Baru diberi kekuasaan setelah kemenangan telak dalam pemilihan mendadak bulan ini, Takaichi berjanji menjadikan Jepang “kuat dan makmur” melalui perubahan kebijakan penting, termasuk di bidang pertahanan dan intelijen.
Rencana ini muncul saat perseteruan diplomatik berbulan-bulan antara Jepang dan China mengenai komentar Takaichi tentang Taiwan masih berlanjut.
Usulan yang disetujui oleh markas strategi intelijen Partai Demokrat Liberal (LDP) itu mencakup pembentukan biro intelijen yang ditingkatkan dan penguatan “kemampuan pengumpulan intelijen luar negeri”, kata seorang pejabat LDP pada hari Jumat.
Rencana itu menyerukan sistem pendaftaran wajib untuk agen asing — seperti individu dan perusahaan yang melobi di dalam Jepang atas nama pemerintahan lain — sebagai bagian dari langkah kontraintelijen.
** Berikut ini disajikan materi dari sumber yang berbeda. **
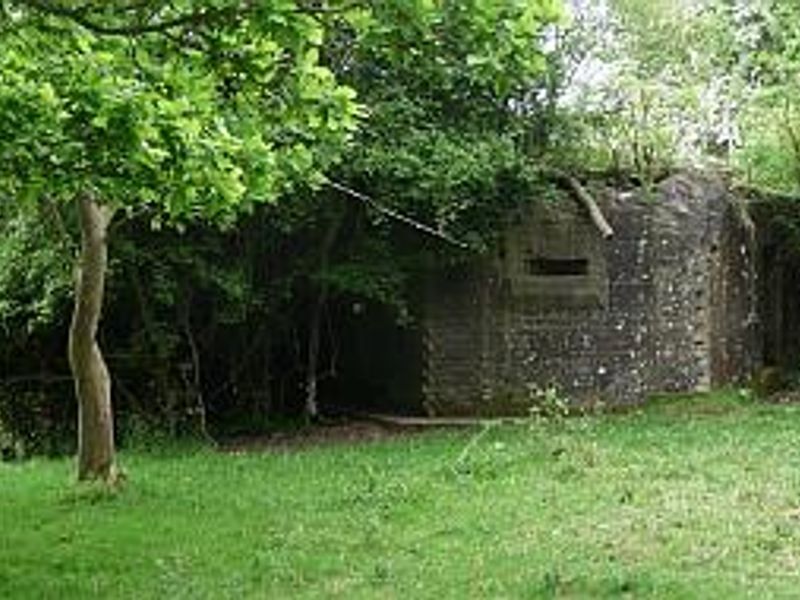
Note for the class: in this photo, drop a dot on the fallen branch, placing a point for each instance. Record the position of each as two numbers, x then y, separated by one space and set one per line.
587 201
‘Perubahan kebijakan besar’
Rencana itu, yang juga mencakup larangan penggunaan telepon seluler di gedung-gedung pemerintah penting, diperkirakan akan diajukan kepada Takaichi pekan depan, lapor Asahi Shimbun dan media lokal lainnya.
"Salah satu pilar utama dari perubahan kebijakan besar (di bawah Takaichi) adalah penguatan mendasar terhadap intelijen," kata kepala kebijakan LDP, Takayuki Kobayashi, pada pertemuan hari Kamis, di mana rencana itu disetujui.
"Hanya membuat organisasi di atas kertas sangat tidak berarti; pertanyaannya adalah bagaimana kita bisa mengubahnya menjadi badan yang benar-benar hidup dan berfungsi," tambahnya.
Secara terpisah, LDP pada hari Rabu mengusulkan perubahan terhadap aturan ketat Jepang tentang ekspor peralatan militer sehingga memungkinkan ekspor senjata mematikan, menurut laporan lokal.
Pejabat LDP itu tidak bisa segera mengkonfirmasi usulan tersebut.